Someone else in the cab makes a high, mocking noise, insinuating that there were women involved. Feeling shy, Sansarmunkh stops talking. Then there's a long convivial silence in which he is gamely smiling but saying nothing. I ask him how many girlfriends he has in UB. Sansarmunkh cocks his head back for a second, counting. "Six," he says after a while. "Well, five or six."
And what's your favorite part of going to UB?
"The lights," he says. "Coming out of the desert and seeing all those bright lights."
"We need," says Enerelt, "to sound like ourselves." It's a deep quest: Enerelt is the bassist for a UB art rock band,Mohanik , and of late he and his three bandmates (they're all 24 and just out of college) have been meeting daily in a battered UB warehouse and trying to hone a new Mongolian sound for their second album. "We want to make songs about what it feels like to live in Mongolia," he says as the band gathers in its industrial cave. "A lot of bands here just copy Americans — sometimes they're even copying a single artist."
"We hope to give a new feeling to people," says the lead guitarist, Tsogt. He is skinny kid, scraggly, with a wrinkled Sex Pistols shirt and an unkempt mop of curly black hair. "In the 13th century, Mongolians used to worship the blue sky and the earth. We still do, but it's different."
They have eight new songs, all based in tradition and nature. One, not yet named, evokes what it's like to ride a horse out into battle. Another song, much softer, is called "Buwei," which is the word that Mongolian mothers whisper to their children to mean, "Don't be scared." Another is just called "Wind."
"The lyric is like a poem," says the lead singer, Davaajargal. "Once suddenly I had a feeling like I was flying away. I felt so many things. Do you know how you feel when so much happens to you in such a short time? We hope that our music will have some soul and fly away."
"But we are not saying that our music is Mongolian," says Enerelt. "That is up to other people to decide."
Eventually, they stop talking. Then the room ignites with that archetypal, crackly total-noise sound of a garage band rehearsal. Tsogt, the guitarist, is curled into his instrument now and whaling at it, a small apostrophe of a person hailing us with a flurry of screeches and scratches. Enerelt, the bassist, is stands taller, stiffer — a tense presence on the periphery of the storm — and in time the singer's words begin: shouts, whispers, a hypnotic whirl over the slam of the drums.
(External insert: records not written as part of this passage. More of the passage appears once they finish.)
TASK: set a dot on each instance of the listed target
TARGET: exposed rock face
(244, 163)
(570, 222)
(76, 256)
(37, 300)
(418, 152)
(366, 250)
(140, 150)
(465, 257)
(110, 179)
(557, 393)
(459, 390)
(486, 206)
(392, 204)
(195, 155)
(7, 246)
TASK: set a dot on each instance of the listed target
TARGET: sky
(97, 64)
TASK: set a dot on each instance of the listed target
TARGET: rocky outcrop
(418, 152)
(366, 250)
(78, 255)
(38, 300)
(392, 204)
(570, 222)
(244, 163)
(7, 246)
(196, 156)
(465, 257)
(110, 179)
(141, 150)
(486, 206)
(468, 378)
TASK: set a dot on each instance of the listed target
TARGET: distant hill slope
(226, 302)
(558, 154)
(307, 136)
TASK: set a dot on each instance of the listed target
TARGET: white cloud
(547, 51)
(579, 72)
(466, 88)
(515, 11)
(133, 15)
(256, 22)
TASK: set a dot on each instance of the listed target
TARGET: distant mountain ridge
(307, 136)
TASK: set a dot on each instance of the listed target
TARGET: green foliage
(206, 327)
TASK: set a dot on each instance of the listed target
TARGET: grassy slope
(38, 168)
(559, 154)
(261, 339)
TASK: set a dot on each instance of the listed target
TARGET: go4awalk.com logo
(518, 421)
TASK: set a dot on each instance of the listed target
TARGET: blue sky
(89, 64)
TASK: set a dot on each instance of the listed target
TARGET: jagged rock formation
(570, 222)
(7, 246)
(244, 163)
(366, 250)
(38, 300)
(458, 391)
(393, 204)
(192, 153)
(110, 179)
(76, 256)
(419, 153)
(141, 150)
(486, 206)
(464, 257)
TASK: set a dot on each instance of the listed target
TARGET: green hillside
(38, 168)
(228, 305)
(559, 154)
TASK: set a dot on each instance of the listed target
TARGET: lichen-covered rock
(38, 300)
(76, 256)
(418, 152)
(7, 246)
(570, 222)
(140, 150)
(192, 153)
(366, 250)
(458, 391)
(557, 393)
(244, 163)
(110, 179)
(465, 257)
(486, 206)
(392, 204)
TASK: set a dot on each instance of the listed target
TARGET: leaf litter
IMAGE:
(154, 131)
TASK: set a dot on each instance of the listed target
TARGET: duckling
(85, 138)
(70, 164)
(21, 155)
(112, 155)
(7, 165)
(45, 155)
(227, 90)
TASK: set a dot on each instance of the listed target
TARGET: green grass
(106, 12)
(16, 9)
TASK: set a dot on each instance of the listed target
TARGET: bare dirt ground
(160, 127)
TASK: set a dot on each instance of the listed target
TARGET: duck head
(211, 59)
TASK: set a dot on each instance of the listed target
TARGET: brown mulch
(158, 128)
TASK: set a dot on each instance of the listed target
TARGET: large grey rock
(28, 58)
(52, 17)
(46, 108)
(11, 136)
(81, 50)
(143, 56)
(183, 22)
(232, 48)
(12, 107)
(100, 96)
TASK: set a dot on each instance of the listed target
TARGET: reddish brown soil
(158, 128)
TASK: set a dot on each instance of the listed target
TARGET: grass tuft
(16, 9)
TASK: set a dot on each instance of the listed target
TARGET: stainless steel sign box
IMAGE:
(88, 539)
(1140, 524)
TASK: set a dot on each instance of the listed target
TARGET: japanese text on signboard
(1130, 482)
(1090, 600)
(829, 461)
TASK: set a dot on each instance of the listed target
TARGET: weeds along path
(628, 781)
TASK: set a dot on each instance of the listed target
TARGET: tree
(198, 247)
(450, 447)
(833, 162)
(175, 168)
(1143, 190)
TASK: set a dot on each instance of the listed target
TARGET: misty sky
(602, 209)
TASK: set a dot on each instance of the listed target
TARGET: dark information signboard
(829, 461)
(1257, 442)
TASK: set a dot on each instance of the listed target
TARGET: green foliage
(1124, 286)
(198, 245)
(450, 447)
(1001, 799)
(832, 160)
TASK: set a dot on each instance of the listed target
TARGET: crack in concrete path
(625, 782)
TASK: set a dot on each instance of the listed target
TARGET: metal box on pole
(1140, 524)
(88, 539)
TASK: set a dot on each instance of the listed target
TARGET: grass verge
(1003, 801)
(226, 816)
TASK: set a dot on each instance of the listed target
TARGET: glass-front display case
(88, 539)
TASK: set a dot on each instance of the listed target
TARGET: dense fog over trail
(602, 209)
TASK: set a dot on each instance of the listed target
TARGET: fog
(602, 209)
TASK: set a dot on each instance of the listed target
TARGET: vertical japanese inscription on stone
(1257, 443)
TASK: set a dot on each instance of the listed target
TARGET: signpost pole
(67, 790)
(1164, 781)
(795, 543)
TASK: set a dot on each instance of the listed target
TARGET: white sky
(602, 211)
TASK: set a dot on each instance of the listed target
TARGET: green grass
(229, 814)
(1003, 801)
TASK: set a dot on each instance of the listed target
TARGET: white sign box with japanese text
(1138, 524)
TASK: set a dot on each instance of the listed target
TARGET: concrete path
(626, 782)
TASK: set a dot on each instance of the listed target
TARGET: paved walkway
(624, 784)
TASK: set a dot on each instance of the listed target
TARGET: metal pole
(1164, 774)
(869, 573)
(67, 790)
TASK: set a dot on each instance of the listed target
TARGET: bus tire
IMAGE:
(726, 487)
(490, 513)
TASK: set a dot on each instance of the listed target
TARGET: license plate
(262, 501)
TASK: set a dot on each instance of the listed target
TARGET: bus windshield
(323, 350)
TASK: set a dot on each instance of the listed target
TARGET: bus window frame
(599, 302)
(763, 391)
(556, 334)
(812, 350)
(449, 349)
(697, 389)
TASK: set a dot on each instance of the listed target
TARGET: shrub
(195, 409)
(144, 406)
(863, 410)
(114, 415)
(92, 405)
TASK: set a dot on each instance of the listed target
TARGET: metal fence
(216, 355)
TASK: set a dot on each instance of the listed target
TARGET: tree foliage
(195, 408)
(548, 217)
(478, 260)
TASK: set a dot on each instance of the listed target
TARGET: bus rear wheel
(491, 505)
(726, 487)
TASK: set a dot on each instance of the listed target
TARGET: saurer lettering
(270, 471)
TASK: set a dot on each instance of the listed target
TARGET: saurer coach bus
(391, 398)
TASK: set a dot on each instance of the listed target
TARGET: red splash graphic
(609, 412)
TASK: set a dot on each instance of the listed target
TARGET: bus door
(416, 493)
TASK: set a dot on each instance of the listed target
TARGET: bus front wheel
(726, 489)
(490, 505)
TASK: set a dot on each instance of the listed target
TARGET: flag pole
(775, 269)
Then Mohanik stops for a second, and Enerelt says, "We don't know the name of this next song yet, but it's the heaviest one at the moment." It's the battle song, and there is a great crashing of cymbals now, and then the guitars and the bass pile up on each other: a gratifying knot of staticky noise made propulsive by the beat of the drums. I imagine horse hooves pounding the dirt. And soon the singer is just yelling, screaming, with unhinged abandon, not even saying words, for there are as yet no words to this song. There is some Kurt Cobain at work here, and I can hear the wild braying in the songs sung by campfires at Native American powwows.
But I have never heard anything quite like this before, and for a moment I try to add up its constituent elements: Here is the old Mongolia, in the low tribal beat. Here, in the manic guitars, is a whole country frenetically changing. ...
In time, though, I decide: "This is impossible. So much is happening in such a short time." I give up, and I just let the music wash over me, feeding my blood like an anthem.